A North Korean-linked hacker group recently breached an engineering company with military ties, U.S. cybersecurity firm Symantec said Wednesday, in Pyongyang’s latest cyberattack aimed at bolstering its weapons development program.
The hackers, known as Stonefly, have been in operation since at least 2009, but in recent years have narrowed their focus “solely to espionage operations against select, high-value targets,” security experts with Symantec said in a blog post.
“Virtually all of the technologies it appears to be interested in have military as well as civilian uses and some could have applications in the development of advanced weaponry,” the post said.
Stonefly’s most recent known attack was in February against an engineering firm working in the energy and military sectors. The hackers were able to break into one of the firm’s servers and install backdoor malware that allowed them to secretly steal data over several days.
“The group’s capabilities and its narrow focus on acquiring sensitive information make it one of the most potent North Korean cyber threat actors operating today,” Symantec said.

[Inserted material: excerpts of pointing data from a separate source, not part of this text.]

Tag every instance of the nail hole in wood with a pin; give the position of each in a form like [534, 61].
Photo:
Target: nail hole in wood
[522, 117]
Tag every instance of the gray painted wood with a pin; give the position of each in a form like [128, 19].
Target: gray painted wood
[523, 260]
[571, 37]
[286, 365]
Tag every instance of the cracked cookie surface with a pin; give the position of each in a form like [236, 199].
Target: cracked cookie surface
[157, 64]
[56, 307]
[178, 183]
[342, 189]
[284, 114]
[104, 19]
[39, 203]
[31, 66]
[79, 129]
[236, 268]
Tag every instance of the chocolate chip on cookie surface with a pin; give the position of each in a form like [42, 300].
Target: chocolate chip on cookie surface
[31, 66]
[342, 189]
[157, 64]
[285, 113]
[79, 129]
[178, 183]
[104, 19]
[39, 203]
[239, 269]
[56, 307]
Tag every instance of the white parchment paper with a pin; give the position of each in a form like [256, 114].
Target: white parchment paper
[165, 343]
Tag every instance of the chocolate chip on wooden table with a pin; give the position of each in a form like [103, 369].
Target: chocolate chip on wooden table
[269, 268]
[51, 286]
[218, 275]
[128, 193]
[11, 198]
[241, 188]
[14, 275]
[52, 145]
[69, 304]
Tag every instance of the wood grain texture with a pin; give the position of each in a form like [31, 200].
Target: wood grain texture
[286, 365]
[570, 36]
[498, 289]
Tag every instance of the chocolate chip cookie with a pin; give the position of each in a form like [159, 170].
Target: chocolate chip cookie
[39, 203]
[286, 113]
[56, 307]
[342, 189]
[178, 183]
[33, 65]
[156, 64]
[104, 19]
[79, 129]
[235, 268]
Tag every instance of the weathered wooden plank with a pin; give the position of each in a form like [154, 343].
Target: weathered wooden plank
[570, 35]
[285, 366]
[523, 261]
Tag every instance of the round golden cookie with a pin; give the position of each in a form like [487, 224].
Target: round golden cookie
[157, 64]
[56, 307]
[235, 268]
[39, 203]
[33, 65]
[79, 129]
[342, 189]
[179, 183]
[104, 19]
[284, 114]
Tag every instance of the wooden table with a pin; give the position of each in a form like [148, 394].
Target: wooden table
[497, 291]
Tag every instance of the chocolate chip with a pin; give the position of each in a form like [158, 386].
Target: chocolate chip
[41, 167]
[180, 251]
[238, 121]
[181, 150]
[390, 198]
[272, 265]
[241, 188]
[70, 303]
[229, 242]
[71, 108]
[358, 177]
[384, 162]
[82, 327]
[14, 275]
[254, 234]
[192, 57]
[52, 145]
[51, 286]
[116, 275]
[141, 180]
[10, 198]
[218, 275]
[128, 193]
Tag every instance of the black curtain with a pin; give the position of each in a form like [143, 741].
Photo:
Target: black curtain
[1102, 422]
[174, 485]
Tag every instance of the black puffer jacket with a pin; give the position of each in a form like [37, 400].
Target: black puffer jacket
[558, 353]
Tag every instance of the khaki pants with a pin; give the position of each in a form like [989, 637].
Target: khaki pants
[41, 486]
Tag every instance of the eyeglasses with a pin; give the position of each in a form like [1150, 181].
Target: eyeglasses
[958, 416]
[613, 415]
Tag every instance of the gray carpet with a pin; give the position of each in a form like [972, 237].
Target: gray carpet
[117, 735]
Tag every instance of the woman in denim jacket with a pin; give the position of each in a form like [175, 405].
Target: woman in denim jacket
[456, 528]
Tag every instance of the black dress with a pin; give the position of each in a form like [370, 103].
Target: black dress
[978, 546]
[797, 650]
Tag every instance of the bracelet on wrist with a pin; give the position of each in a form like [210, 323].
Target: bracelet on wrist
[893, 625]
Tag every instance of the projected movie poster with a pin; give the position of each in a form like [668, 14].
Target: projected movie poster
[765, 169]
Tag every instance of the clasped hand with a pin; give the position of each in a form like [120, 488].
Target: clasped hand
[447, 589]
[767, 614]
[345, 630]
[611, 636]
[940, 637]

The warning comes on the heels of a $620 million cryptocurrency heist, the largest in history, by North Korea’s Lazarus Group.
A trio of U.S. agencies warned last week that North Korea was stepping up cyberattacks on cryptocurrency and blockchain platforms as the secretive regime looks for ways to evade international sanctions.
Despite an economy that has grown even more isolated by the COVID-19 pandemic, North Korea is prioritizing its weapons program. Pyongyang has unleashed a flurry of missile launches since the beginning of the year and officials in Washington and Seoul have warned that a nuclear test may be on the horizon.